To establish and demonstrate the consistency of the kit approach, the company carried out a massive process performance qualification (PPQ) effort, validating three batch runs on the first kit, followed by one run on each subsequent kit. “In total, we conducted 19 PPQ studies,” Kelly added. “There were 88 lots generated for 14 production kits at 10 different sites in seven different countries. This approach was essential for global scale-up and manufacturing consistency.”
But beyond the consistency of the product itself, the kit process also offered consistent manufacturing and characterization data — a benefit that could easily be left unspoken but certainly shouldn’t be given the implications it could have for our comparability pursuits. In fact, as Kelly emphasized, it was thanks to the quality and reliability of this data across kits that Moderna was able to garner the FDA’s buy-in for any process changes (i.e., scaling up its IVT process, or adding a new kit to the mix). Given how tight the data was across manufacturing sites, the company was able to rely upon data generated across all its global manufacturing sites when proposing any changes to the agencies.
“Even though the EU sites weren’t utilized for U.S. manufacturing, the agency was accepting of the data because of the approach we took,” Kelly said. “Because the data was so tight, the whole body of data was able to be utilized to demonstrate comparability, which is huge.”

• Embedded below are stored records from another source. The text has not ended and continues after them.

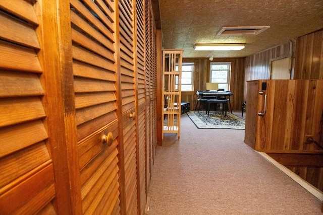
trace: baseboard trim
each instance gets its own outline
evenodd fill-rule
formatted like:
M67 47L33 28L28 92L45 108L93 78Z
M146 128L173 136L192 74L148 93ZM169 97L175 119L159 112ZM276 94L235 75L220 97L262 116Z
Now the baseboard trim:
M262 157L263 157L268 161L274 164L281 171L289 176L292 179L294 180L300 185L319 199L321 201L323 201L323 192L322 191L312 185L309 183L307 182L305 180L303 179L288 168L277 162L275 159L267 155L266 153L261 152L257 152L262 156Z

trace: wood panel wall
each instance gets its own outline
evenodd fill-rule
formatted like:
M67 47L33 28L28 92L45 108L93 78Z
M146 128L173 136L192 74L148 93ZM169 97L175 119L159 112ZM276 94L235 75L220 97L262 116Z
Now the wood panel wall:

I’ve written it and heard it said many a time that we must begin with the end in mind, and I’d argue Moderna’s approach is a real-life depiction of this industry goal. Yes, it’s scale-out/scale-up story gives us a lot of specific details to wrap our brains around and/or marvel at — especially given the time constraints the company and its manufacturing partners faced. But if we look at “the forest beyond the trees” of each specific IVT volume or PPQ run, at the heart of Moderna’s strategy was the desire to balance the two critical — albeit antithetical — “virtues” of manufacturing: flexibility/nimbleness (especially in terms of scale) and great control over process, data, and product. Even for those of us working with other ATMP modalities beyond mRNA, Moderna’s story can and arguably should serve as a model to us all as we strive to keep reproducibility of our processes top of mind.